The Japanese tech vendor reportedly becomes the third company to eye IBM's x86 server unit, which Big Blue is looking to unload.
Fujitsu reportedly is the latest tech vendor that is interested in IBM's low-end x86 server business.
Citing unnamed people "familiar with the matter," the Wall Street Journal reported
that the giant Japanese company is considering buying all or part of IBM's System x portfolio, which includes systems powered by chips from Intel and Advanced Micro Devices. Lenovo and Dell
also reportedly are looking at the business, with some news outlets saying a deal with Lenovo could be struck within weeks.
IBM over the past several years has shed low-margin hardware businesses—including in 2005, when the company sold its PC business to Lenovo for $1.25 billion—as it focuses more of its efforts on software and services.
An IBM spokesman said the company does not comment on speculation.
Big Blue was in the late stages of negotiations with Lenovo
last year, but those talks broke off in May 2013 when the two sides could not agree on the value of the x86 business. IBM's data center hardware business overall—and its low-end server unit in particular—continue to be a drag on the vendor's financial numbers.

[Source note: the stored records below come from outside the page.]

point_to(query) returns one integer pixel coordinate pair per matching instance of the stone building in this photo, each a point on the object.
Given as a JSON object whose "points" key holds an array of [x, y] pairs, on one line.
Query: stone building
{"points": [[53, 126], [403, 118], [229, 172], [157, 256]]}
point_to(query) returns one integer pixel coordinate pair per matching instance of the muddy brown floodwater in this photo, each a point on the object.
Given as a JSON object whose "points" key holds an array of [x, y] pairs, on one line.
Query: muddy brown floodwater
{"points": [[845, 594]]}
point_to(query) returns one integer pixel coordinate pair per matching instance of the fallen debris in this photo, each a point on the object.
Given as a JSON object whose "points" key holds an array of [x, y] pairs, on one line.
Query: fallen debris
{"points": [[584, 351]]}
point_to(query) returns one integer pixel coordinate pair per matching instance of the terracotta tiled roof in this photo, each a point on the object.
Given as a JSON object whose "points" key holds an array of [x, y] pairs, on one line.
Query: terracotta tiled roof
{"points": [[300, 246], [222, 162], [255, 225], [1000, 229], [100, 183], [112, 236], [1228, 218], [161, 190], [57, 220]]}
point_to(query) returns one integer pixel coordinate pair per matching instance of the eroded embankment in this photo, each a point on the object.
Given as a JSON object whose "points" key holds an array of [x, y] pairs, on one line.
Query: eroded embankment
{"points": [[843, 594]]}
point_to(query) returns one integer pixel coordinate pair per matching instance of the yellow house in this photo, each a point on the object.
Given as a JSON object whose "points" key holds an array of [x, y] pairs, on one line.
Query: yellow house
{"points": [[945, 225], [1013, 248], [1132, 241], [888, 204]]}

IBM officials on Jan. 21 reported that profit for the hardware unit fell $750 million in the fourth quarter and $1.7 billion for all of 2013. Martin Schroeter, CFO and senior vice president for finance and enterprise transformation, said during a conference call with analysts and journalists that "hardware continued to impact our overall performance. We are dealing with some challenges in our hardware business model specific to Power, storage and X86. As expected, in System z [mainframes], we are impacted by the product cycle as we wrap on very strong performance a year ago. Together, these dynamics significantly impacted our revenue growth and profit."

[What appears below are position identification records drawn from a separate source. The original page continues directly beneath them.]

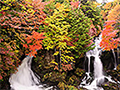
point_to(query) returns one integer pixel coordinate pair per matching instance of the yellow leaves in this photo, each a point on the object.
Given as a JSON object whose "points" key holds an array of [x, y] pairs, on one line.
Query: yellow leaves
{"points": [[114, 14], [56, 53]]}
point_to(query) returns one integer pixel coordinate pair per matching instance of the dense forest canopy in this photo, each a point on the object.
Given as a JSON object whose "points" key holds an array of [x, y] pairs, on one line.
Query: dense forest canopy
{"points": [[57, 33]]}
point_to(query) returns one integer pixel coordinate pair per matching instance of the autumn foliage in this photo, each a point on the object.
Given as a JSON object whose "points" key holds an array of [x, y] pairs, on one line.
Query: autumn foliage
{"points": [[110, 40], [33, 42]]}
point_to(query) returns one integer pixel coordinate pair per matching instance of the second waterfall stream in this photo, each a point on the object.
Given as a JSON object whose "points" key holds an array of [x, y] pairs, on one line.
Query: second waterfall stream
{"points": [[98, 68], [25, 79]]}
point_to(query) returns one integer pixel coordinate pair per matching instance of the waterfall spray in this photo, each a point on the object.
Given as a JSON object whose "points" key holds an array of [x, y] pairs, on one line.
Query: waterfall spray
{"points": [[25, 79]]}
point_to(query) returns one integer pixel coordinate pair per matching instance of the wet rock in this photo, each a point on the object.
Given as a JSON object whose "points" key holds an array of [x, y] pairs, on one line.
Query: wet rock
{"points": [[110, 86]]}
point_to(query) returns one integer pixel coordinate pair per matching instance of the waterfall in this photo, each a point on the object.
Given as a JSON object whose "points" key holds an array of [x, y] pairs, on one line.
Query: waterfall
{"points": [[98, 67], [24, 78]]}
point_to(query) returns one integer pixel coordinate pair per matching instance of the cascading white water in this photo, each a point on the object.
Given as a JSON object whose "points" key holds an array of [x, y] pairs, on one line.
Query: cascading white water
{"points": [[24, 78], [98, 67]]}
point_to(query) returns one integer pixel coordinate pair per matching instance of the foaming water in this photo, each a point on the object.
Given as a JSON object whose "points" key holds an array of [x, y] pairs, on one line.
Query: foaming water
{"points": [[25, 79], [98, 68]]}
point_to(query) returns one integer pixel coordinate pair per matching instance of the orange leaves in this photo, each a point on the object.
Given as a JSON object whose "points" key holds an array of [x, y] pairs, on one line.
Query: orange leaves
{"points": [[74, 4], [109, 36], [114, 14], [34, 42]]}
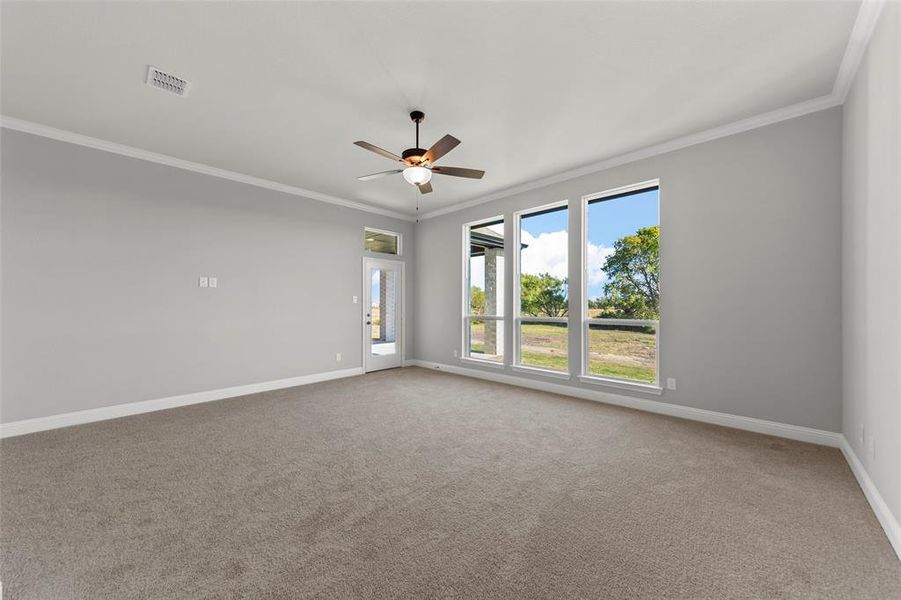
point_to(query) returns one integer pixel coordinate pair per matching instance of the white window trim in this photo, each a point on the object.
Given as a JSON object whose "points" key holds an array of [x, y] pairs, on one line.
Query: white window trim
{"points": [[585, 376], [465, 332], [399, 236], [518, 318], [543, 372]]}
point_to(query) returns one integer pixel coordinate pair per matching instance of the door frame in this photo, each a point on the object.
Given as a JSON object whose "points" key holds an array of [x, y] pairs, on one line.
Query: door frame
{"points": [[368, 262]]}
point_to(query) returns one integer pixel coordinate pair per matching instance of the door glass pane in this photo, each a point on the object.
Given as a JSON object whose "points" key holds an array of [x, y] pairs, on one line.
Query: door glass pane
{"points": [[544, 345], [486, 269], [486, 339], [623, 352], [383, 312]]}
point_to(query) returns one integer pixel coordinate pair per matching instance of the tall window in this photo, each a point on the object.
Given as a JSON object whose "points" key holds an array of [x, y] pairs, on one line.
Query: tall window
{"points": [[541, 293], [622, 285], [483, 327]]}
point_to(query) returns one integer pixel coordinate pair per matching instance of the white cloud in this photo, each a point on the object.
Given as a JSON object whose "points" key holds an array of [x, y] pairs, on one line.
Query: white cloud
{"points": [[546, 253]]}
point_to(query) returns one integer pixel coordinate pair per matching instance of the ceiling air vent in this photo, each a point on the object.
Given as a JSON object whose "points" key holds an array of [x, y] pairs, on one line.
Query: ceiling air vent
{"points": [[167, 82]]}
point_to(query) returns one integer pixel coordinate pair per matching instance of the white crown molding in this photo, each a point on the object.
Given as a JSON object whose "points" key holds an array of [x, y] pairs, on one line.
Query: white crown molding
{"points": [[867, 17], [171, 161], [104, 413], [783, 430], [769, 118], [889, 522], [864, 25]]}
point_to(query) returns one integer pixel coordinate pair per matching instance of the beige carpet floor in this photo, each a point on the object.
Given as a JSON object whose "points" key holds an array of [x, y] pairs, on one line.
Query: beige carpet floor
{"points": [[418, 484]]}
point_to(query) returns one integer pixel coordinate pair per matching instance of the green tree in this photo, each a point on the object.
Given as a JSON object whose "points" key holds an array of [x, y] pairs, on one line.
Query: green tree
{"points": [[477, 301], [543, 295], [633, 286]]}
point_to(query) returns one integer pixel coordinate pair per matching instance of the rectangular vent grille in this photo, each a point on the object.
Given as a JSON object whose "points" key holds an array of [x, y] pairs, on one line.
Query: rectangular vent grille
{"points": [[167, 82]]}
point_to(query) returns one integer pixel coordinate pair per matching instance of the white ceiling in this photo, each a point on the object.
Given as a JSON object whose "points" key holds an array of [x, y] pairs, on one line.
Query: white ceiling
{"points": [[282, 90]]}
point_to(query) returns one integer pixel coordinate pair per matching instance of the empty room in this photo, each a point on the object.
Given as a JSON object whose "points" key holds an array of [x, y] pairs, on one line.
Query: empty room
{"points": [[450, 299]]}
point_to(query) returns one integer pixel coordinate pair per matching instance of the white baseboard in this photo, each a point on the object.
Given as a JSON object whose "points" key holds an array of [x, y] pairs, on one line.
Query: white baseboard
{"points": [[24, 426], [792, 432], [888, 521]]}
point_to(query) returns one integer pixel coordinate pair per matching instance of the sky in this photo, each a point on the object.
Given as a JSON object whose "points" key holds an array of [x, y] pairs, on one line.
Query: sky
{"points": [[608, 220]]}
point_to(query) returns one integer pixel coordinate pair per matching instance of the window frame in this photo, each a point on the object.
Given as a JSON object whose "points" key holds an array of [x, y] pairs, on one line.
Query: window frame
{"points": [[399, 236], [518, 317], [585, 376], [466, 332]]}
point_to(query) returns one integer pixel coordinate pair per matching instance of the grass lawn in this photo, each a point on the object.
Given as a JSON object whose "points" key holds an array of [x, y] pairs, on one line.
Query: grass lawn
{"points": [[620, 353]]}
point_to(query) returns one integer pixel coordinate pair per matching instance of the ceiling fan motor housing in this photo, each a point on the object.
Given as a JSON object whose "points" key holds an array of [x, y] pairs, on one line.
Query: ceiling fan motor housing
{"points": [[414, 154]]}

Fujitsu's server strength is in its high-end systems that run its SPARC64 processors. Adding IBM's System x business would give the vendor an avenue into the x86 server market, where most systems are used in enterprise data centers. In the third quarter of 2013, IBM was second in server revenues and third in server shipments, moving 201,777 units, according to Gartner analysts
. Fujitsu was fifth in shipments, at 68,424 systems.
For Lenovo, IBM's x86 server business would help the company diversify its product portfolio. The company is the world's top vendor in a weakening global PC market, and officials are now looking to extend Lenovo's reach beyond PCs. One growth area is servers, which Lenovo has been selling in China for almost two decades. Now Lenovo is trying to branch out into other regions, including North America
, and two years ago established the Enterprise Systems Group, housed in North Carolina.
Lenovo executives in a Jan. 21 note
to the Hong Kong Stock Exchange admitted that the company was in negotiations with a third party, but did not say who the other company is or what Lenovo was looking to buy.
Dell, which in recently became a private company after a $25 billion leveraged buyout by founder and CEO Michael Dell, has long had an x86 server business. However, the company is trying to remake itself into an enterprise IT solutions and services business—and to reduce its reliance on the troubled PC market—and gaining IBM's System x lineup and customers would give the company a boost.
According to Gartner, Dell was third in server revenues and second in shipments in the third quarter of 2013. Hewlett-Packard topped both charts.